第1回 『笑わない受付』

これは以前、某コンサルタント会社で教えてもらった話です。
ある銀行のお客様から『うちの銀行の窓口受付の女性は笑顔がなくて、顧客満足度の観点からして大問題なんです。ビジネスマナーを教えてもらうか、どうにかして笑顔の受付にしたいのですが・・・』という相談がありました。

幾つかのコンサルタント会社は、ビジネスマナーの再教育や、笑顔の作り方講習!!-どこの筋肉をどうすると、素敵な笑顔になります-!!を提案してきたそうです。

しかし、一部のコンサルタント会社はこう提案しました。

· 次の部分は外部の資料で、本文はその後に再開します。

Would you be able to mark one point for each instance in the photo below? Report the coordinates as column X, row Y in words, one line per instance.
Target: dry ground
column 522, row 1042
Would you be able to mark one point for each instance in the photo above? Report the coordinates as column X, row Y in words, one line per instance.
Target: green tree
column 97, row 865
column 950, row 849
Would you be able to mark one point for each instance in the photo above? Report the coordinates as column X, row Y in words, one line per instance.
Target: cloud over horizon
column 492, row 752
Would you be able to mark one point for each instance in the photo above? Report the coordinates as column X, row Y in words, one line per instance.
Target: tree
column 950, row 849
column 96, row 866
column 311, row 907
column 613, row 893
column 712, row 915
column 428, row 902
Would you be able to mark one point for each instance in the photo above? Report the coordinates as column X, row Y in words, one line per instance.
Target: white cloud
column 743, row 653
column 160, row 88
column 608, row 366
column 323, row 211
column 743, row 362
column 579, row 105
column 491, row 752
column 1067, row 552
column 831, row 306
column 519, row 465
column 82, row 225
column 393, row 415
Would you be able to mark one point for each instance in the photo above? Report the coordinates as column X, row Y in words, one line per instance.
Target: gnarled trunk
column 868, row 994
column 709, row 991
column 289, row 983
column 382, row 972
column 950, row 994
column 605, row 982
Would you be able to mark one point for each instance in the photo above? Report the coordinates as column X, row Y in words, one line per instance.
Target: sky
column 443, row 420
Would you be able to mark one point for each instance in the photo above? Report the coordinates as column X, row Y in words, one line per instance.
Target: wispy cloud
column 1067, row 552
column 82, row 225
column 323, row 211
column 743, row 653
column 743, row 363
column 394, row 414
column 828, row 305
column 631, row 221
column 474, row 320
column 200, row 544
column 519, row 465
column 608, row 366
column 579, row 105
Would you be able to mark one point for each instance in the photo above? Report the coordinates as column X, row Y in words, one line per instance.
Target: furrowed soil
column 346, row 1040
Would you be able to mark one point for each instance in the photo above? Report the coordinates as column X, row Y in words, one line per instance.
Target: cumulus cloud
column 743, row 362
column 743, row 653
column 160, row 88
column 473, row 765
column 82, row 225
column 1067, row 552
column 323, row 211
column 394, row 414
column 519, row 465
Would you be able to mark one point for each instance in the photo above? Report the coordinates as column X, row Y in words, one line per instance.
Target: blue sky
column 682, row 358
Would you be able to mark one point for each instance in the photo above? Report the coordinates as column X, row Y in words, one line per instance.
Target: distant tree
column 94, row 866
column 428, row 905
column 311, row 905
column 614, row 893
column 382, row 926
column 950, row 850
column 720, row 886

『笑顔を無理矢理作っても、顧客満足にはつながらないのではないでしょうか。もしかすると、ビジネスマナーの問題ではなく、職場環境に問題があるのではないでしょうか。笑えない職場なのでは???』
お客様はなんとなく納得し、職場環境を調査してもらったところ、マネージャーの言動が職場環境(風土)に影響があったことがわかりました。やはり『笑えない職場環境』だったのです。

そこで職場環境の改善とマネージャー教育などを行うことにより、そのお客様の銀行では窓口の女性に笑顔が戻ったということです。つまり、個人の言動を教育するよりも、職場環境(仕組み)を変革することが重要だったわけです。何より大切なのは、無理矢理作った笑顔よりも顧客に向かった『誠意ある笑顔』が実現できたことではないでしょうか。

ビジネスマナーが悪い・態度が悪いと、社員の悪い言動を真っ先に指摘される方がいらっしゃいます。もちろんそのとおりの場合もあります。しかし、まず環境や仕組み・プロセスを見直してみてはいかがでしょうか。コストをかけずに組織のパフォーマンスが上がるかもしれません。

『当社の某営業所の社員は、なかなか電話を取らないんだよ。コール3回以内に取るということがわかってないのかね。』 この会社の場合、営業所の社員は窓口受付も兼務しており、窓口対応をする機会が多かったのですが、その営業所の電話は窓口から10メートルも離れた場所に置かれていたことが現場に行って判明しました。うーん、3回以内で取るには少し遠いかな・・・。この場合も、電話の位置を変えるだけで解決したそうです。